MADISON — Candidates vying for the 101st district seat agreed on many issues Wednesday, Oct. 17 including paid leave, building state revenue and keeping young people in the state, while attempting to separate their platforms by age and experience.
Republican incumbent Noreen Kokoruda and Democratic newcomer John-Michael Parker were posed questions from the debate’s host, the League of Women Voters of the East Shore, for about an hour. Some questions came from audience members, who packed the meeting space.
“I think it's time for my generation to step up and take some responsibility and I want to work hard to ensure that families, and grandparents, and young people, are able to stay in this place that they love,” Parker said.
He said that the legislature needs more millennials to represent the makeup of Connecticut and of Madison and Durham.
“If we want to think about a state that's going to be more effective and exciting for millennials, then I think we should see more millennials in our legislature,” Parker said. “I think it would be really exciting to have a young person, a millennial, representing us in Madison, who can get up there and think really personally about some of these issues and the solutions it's going to take.”
Kokoruda agreed that the legislature should look like Connecticut as a whole. That means grandmothers like her need to be represented too.
“I've lived in town for 40 years. I've been you. I've moved here as a young mom ... now I'm a grandmother and in between I was a small business executive, I ran the Shoreline Foundation,” Kokoruda said. “I'm really proud that us old women have somebody championing for them too. Your life experience is worth something and I think it's valuable and I think we have to understand that.”
The candidates were asked about their stance on topics ranging from school safety, taxes, electronic tolling, the state budget and healthcare.
Both expressed similar beliefs on school safety — that there’s room for improvement — but offered differing approaches.
Parker said he would like to see a ban on “ghost” guns and tighter regulations on assault weapons in the next legislative session. A former teacher, he said schools should be loving, caring, hopeful places for students to grow.
“Often this issue can be deeply politicized, and it ought not to. What more important issue could we be working on than ensuring that our students could live happy and healthy lives in the buildings and institutions that we create for them to do that,” Parker said. “And to be clear, I've talked to many folks in our towns who are gun owners, who are law abiding citizens, and who say we want to ... have a conversation about how we're ensuring common sense gun regulations for all people.”

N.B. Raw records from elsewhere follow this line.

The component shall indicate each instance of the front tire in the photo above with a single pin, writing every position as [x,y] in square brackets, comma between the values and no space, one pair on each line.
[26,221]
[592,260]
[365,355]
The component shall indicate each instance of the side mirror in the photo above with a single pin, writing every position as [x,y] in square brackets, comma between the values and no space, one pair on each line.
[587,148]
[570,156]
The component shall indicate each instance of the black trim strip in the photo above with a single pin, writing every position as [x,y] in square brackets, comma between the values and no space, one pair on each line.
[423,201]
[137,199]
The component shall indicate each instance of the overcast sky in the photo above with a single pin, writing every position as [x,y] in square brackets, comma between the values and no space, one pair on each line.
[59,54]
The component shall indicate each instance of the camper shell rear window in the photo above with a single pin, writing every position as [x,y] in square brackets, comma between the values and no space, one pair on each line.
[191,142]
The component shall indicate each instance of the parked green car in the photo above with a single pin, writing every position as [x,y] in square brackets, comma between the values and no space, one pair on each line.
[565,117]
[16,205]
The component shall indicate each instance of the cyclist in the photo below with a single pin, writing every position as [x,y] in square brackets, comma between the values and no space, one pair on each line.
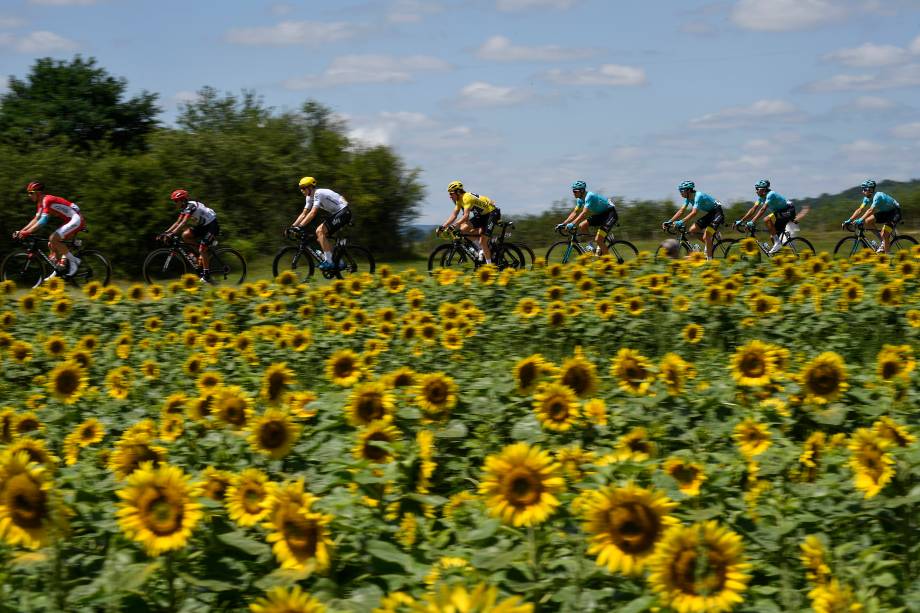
[479,216]
[781,213]
[204,228]
[603,214]
[47,206]
[335,214]
[880,207]
[694,202]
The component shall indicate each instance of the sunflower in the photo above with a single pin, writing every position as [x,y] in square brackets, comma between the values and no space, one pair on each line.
[872,466]
[245,497]
[520,485]
[67,381]
[344,368]
[436,394]
[300,535]
[369,402]
[824,378]
[158,508]
[287,600]
[382,431]
[625,524]
[752,437]
[753,365]
[556,407]
[273,434]
[699,568]
[633,370]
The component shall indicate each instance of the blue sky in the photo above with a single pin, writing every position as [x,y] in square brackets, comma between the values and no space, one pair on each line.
[518,98]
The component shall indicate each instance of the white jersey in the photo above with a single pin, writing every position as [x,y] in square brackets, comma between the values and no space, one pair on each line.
[201,214]
[326,200]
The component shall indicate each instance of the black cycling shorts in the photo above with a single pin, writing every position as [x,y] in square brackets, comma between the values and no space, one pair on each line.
[206,233]
[485,222]
[604,220]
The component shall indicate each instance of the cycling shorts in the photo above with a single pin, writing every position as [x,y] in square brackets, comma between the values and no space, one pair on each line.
[486,222]
[604,220]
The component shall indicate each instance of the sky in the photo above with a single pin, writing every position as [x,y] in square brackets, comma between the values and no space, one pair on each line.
[518,98]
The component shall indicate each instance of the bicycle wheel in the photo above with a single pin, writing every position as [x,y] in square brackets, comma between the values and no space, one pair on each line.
[623,251]
[562,253]
[228,266]
[352,259]
[23,269]
[164,265]
[93,267]
[295,260]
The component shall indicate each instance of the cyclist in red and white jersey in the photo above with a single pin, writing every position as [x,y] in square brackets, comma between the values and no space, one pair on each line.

Kokoruda has focused more on keeping teachers safe and did not stipulate whether she would support tighter gun regulations. She said we need to focus on mental health programs that need better funding, and promote social-emotional learning in schools.
“Our children are coming to school angry ... Their trauma is being translated into our teachers being injured on the job,” Kokoruda said.
Both candidates said they would be in favor of a fair electronic tolling system and agreed that Connecticut residents should be charged a discounted rate and if tolls go up, that the gas tax should go down.
“I know tolls are a big topic right now and I'm not going to say I'm totally opposed to them. But it's a tax,” Kokoruda said.
Although it’s not exactly what she wanted, she said she will support the constitutional amendment on the November ballot for a transportation lockbox that would prohibit lawmakers from using the state transportation fund for anything other than transportation purposes.
“If they could guarantee you the money from tolls would only be used to fix our roads, to fix our bridges, to support Shoreline East, Metro North, I think most of us would support it. We need guarantees,” Kokoruda said.
Parker said he will also vote in support of the lockbox amendment.
“My frame on this issue is less as another tax, and more of a usage fee. And that should apply equally to people wherever they are, whatever companies they are, using our roads. And of course we should do it fairly and reasonably and looking out for people in our state,” Parker said. “We're missing out on a significant revenue stream and an industry standard.”
Both candidates said they support the other November ballot constitutional amendment question, which would require public hearings on bills to authorize the transfer, sale or disposal of state-owned properties, such as state parks, forests and conserved lands to non-state entities.